Make your Spark jobs reliable and fast — use shuffle correctly.
Avoid shuffle
Moving data between cluster nodes is very expensive. So try to reduce number of shuffles to minimum. Eg. in some cases sort-merge join can be replaced by broadcast join. If the data you want to join are too big for single broadcast join (the limit for single broadcast join is 8 GB) you can use several consecutive broadcast joins.
Sometimes you can avoid shuffle when using multiple groupBy
s or multiple windows with window functions. Eg. if you call groupBy($"userId", $"hour")
and later groupBy($"userId")
then Spark will do 2 shuffles because after the first groupBy
records for certain user can be on multiple executors (so second groupBy
needs to redistribute records to ensure that records for single user are on single executor). On the other hand if you do first groupBy($"userId")

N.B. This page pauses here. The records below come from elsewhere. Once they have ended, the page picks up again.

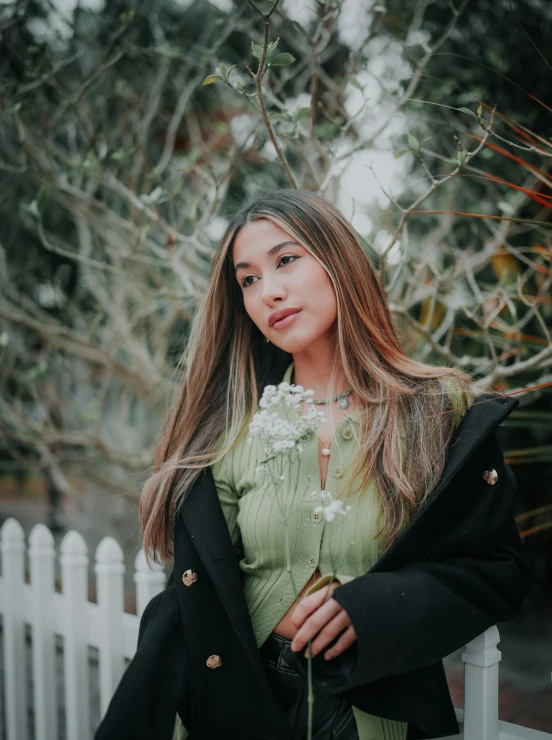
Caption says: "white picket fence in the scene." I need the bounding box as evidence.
[0,518,552,740]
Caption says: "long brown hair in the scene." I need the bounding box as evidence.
[139,189,473,562]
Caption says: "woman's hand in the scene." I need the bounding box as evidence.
[291,581,356,660]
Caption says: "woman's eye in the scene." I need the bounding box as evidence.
[241,254,301,288]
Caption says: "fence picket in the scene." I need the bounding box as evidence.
[94,537,125,715]
[29,524,58,740]
[60,530,90,740]
[0,517,29,740]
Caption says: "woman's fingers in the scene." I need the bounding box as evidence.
[305,609,351,658]
[324,624,356,660]
[291,594,351,651]
[291,583,341,628]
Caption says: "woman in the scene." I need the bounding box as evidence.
[92,190,532,740]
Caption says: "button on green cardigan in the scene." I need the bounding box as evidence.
[178,362,465,740]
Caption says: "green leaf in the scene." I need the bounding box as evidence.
[456,108,477,118]
[456,149,468,167]
[347,75,364,91]
[266,36,280,63]
[293,108,310,121]
[406,132,420,154]
[270,52,297,67]
[268,113,292,123]
[251,41,263,61]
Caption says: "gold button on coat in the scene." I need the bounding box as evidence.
[182,570,197,586]
[483,468,498,486]
[205,655,222,668]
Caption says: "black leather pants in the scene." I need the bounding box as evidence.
[259,632,359,740]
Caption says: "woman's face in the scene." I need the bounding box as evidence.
[232,219,337,354]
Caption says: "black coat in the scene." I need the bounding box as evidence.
[94,394,534,740]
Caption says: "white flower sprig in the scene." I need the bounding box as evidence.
[248,383,326,455]
[247,382,353,740]
[311,491,352,522]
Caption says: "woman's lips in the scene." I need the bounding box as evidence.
[272,311,301,329]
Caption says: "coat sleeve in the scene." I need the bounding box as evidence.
[94,570,190,740]
[286,432,534,693]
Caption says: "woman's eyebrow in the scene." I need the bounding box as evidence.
[235,239,301,272]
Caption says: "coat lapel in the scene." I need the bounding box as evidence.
[370,393,519,573]
[179,394,519,662]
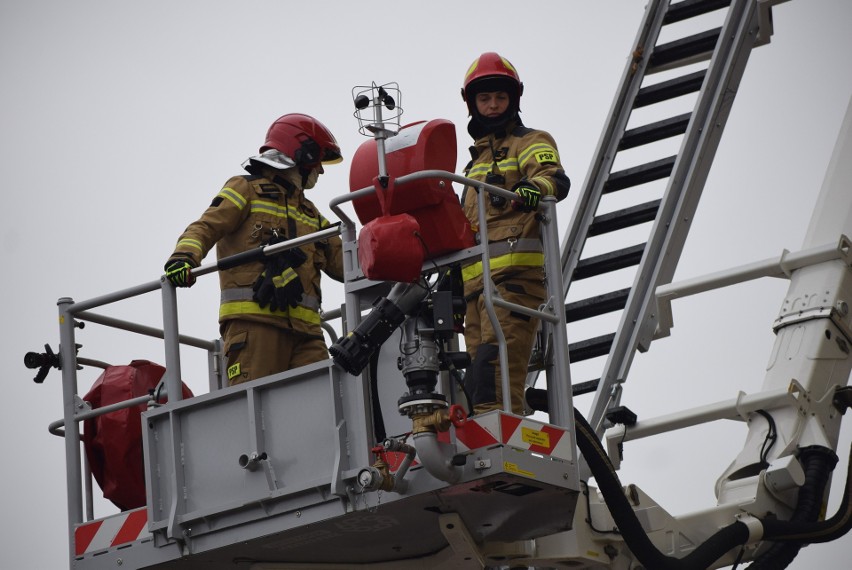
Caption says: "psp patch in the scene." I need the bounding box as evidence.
[534,150,557,164]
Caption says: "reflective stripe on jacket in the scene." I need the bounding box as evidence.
[172,169,343,336]
[462,123,571,295]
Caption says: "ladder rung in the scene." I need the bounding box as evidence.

and later groupBy($"userId", $"hour")
then 1 shuffle may be enough.
Shuffle less data
If you need shuffle then shuffle only the data you need. Maybe some columns can be computed after shuffling. Eg. you already have column timestamp
and you want to add columns year
, month
, day
then do so after the shuffle.
Even if you already computed those columns and need to shuffle consider dropping the columns, shuffling and then computing them again.
Every column adds at least 8 bytes to your row (even if it is just Boolean
Spark will store it in UnsafeRow
where everything is aligned to 8 bytes). To shuffle the column Spark will compress its values (remember at least 8 bytes each), send them over the network and decompress the values. You should keep this in mind when evaluating cost of recomputation. Eg. recomputation of year
, month
, day
from timestamp
is certainly faster than compression + transfer over the network + decompression.
Additionally if some columns of the row won’t be needed after the shuffle then replace their values before shuffle with null
. Eg. suppose you have column url
which is used after shuffle but only in certain conditions. Then replace url
with null
before shuffle if you know that those conditions won’t be met. This is especially important for nested structures, strings, arrays and maps because it will reduce the size of your UnsafeRow
s.
Generally before shuffle you need:
- filter as many rows as possible,
- drop as many columns as possible,
- replace big columns by small columns,
- replace as many values as possible by
null
s.
When shuffling make your partitions evenly sized
When using repartition(partitionExprs: Column*)
(or anything which translates to RepartitionByExpression
in your logical plan) use partitionExprs
which result in partitions which need similar time and similar amounts of memory for processing. This prevents your jobs from failing because a small bunch of tasks are constantly running out of memory.
Conclusion
So these were 3 simple tips how to optimize your shuffling when using Spark SQL. Completely different approach is to forget about distributed computation and run your job on single machine without Spark. If your machine has enough memory it can actually be faster than Spark because you can avoid lots of IO.